(145g) Programmable Cellular Remodeling of Anisotropic Hydrogels

Highly regulated cellular anisotropy is widely observed in vivo. Yet, capturing tissue anisotropy in vitro is an open challenge, as collective behaviors of cells are typically studied in isotropic settings. While considerable literature exists on engineering cell alignment, limited efforts have been directed toward emulating and predicting morphogenic pathways influenced by anisotropic cell proliferation, force generation, and modifications in the surrounding matrices, in a tightly coupled process. Our lab integrates knowledge and tools from soft matter to engineer functional biological assemblies for tackling this question.
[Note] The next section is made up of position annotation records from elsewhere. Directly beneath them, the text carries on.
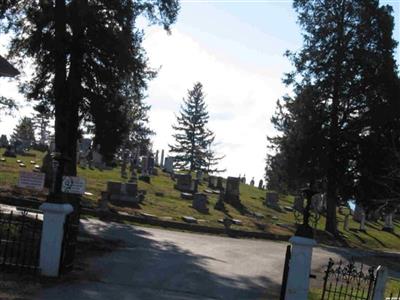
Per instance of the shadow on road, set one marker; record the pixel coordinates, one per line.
(146, 268)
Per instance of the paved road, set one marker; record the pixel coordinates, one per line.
(162, 264)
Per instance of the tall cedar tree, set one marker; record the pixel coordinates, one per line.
(193, 138)
(342, 40)
(84, 52)
(24, 132)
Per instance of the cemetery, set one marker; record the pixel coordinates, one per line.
(104, 196)
(257, 210)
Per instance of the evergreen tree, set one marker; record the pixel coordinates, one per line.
(42, 124)
(342, 39)
(192, 138)
(84, 52)
(24, 132)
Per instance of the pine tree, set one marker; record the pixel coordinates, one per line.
(192, 138)
(24, 132)
(83, 53)
(42, 124)
(342, 39)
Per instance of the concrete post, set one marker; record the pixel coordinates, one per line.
(362, 223)
(346, 223)
(52, 236)
(299, 268)
(380, 283)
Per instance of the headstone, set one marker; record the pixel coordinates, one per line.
(219, 183)
(169, 164)
(123, 193)
(156, 161)
(358, 213)
(162, 159)
(145, 165)
(97, 158)
(3, 141)
(220, 203)
(189, 219)
(317, 203)
(232, 194)
(199, 175)
(388, 223)
(261, 184)
(212, 182)
(10, 152)
(298, 204)
(184, 183)
(31, 180)
(73, 185)
(200, 202)
(272, 199)
(47, 168)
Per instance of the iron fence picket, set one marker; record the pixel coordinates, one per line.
(19, 241)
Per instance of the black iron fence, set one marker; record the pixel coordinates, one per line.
(71, 229)
(348, 281)
(20, 234)
(285, 272)
(393, 289)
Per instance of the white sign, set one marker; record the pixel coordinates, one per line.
(73, 185)
(31, 180)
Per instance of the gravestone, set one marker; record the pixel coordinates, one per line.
(47, 169)
(219, 205)
(232, 194)
(200, 202)
(388, 226)
(31, 180)
(219, 183)
(261, 184)
(122, 193)
(317, 203)
(184, 183)
(212, 181)
(3, 141)
(10, 152)
(358, 213)
(169, 164)
(298, 204)
(199, 175)
(162, 159)
(97, 158)
(272, 199)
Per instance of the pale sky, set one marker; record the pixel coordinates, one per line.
(235, 49)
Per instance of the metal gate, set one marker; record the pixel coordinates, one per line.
(348, 281)
(285, 272)
(20, 235)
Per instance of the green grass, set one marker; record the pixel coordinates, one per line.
(392, 288)
(172, 206)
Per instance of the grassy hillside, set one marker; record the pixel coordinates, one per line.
(171, 206)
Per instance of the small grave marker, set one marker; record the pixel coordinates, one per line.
(31, 180)
(73, 185)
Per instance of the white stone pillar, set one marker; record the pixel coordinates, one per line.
(52, 236)
(380, 283)
(299, 268)
(346, 223)
(362, 222)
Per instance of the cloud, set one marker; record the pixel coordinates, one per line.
(241, 99)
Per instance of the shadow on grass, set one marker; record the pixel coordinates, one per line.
(146, 268)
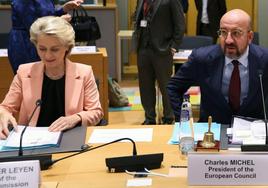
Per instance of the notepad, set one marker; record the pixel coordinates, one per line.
(34, 137)
(199, 130)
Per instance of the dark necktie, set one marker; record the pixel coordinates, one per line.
(235, 88)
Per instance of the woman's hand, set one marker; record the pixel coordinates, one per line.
(64, 123)
(6, 119)
(70, 5)
(67, 17)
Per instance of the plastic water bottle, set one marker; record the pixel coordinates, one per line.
(186, 130)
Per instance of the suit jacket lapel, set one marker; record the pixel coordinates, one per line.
(253, 63)
(215, 69)
(73, 87)
(32, 89)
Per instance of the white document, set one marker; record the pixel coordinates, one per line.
(248, 132)
(3, 53)
(83, 49)
(139, 182)
(108, 135)
(33, 137)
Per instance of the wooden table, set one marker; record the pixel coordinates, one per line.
(98, 61)
(89, 169)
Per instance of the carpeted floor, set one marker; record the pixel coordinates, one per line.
(133, 95)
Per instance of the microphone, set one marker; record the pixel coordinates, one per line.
(255, 147)
(120, 164)
(37, 104)
(21, 157)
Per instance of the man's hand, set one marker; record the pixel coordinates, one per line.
(64, 123)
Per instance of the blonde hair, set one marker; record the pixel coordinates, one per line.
(56, 26)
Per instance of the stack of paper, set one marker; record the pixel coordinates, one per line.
(34, 137)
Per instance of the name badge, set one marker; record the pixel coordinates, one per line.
(143, 23)
(227, 169)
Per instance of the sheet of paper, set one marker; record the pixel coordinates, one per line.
(182, 54)
(83, 49)
(33, 137)
(108, 135)
(248, 132)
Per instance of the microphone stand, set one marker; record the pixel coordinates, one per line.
(256, 147)
(21, 157)
(50, 163)
(37, 104)
(120, 164)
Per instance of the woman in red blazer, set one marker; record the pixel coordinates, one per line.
(67, 90)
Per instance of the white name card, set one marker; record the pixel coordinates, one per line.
(227, 169)
(20, 174)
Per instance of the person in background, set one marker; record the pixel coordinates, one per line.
(227, 74)
(208, 17)
(159, 28)
(185, 5)
(68, 90)
(24, 13)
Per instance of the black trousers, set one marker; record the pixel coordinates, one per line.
(154, 67)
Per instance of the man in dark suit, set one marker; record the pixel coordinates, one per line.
(208, 17)
(227, 74)
(159, 28)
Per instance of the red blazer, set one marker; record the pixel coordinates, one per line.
(81, 93)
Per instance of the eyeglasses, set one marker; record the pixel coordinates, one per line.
(235, 34)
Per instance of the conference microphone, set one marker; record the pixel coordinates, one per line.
(256, 147)
(37, 104)
(21, 157)
(120, 164)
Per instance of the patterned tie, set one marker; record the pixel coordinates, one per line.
(235, 88)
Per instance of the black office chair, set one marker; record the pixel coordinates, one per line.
(191, 42)
(3, 40)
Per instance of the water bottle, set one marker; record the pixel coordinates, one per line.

In 2D monolayers, we show that flat substrates with orientational order can induce global alignment on a millimeter scale. Remarkably, single cells are not sensitive to the substrate’s anisotropy. Rather, the emergence of global nematic order is a collective phenomenon that requires both steric effects and molecular-scale anisotropy of the substrate. In 3D cell-laden matrices, we demonstrate the fabrication of initially flat, thin, free-standing collagen sheets that can undergo controllable 2D and 3D shape transformations. First, we fabricate hydrogels with fibrin-like morphologies. Next, we embed human dermal fibroblasts in collagen and grow them on pre-ordered hydrogels. Cells align following the anisotropic cues and remodel the collagen. These cell-laden collagen sheets spontaneously contract through the traction force of the encapsulated cells. By programming the orientation of the cells, we can control the macroscopic shape transformation of the matrix. These oriented cell sheets are modular, requiring minimal instrumentation and no special release mechanism, aiding their wide adaptation. Our work establishes the groundwork for generating matrices that can undergo orientationally directed shape transformations, paving the way for the ultimate realization of in vitro morphogenesis.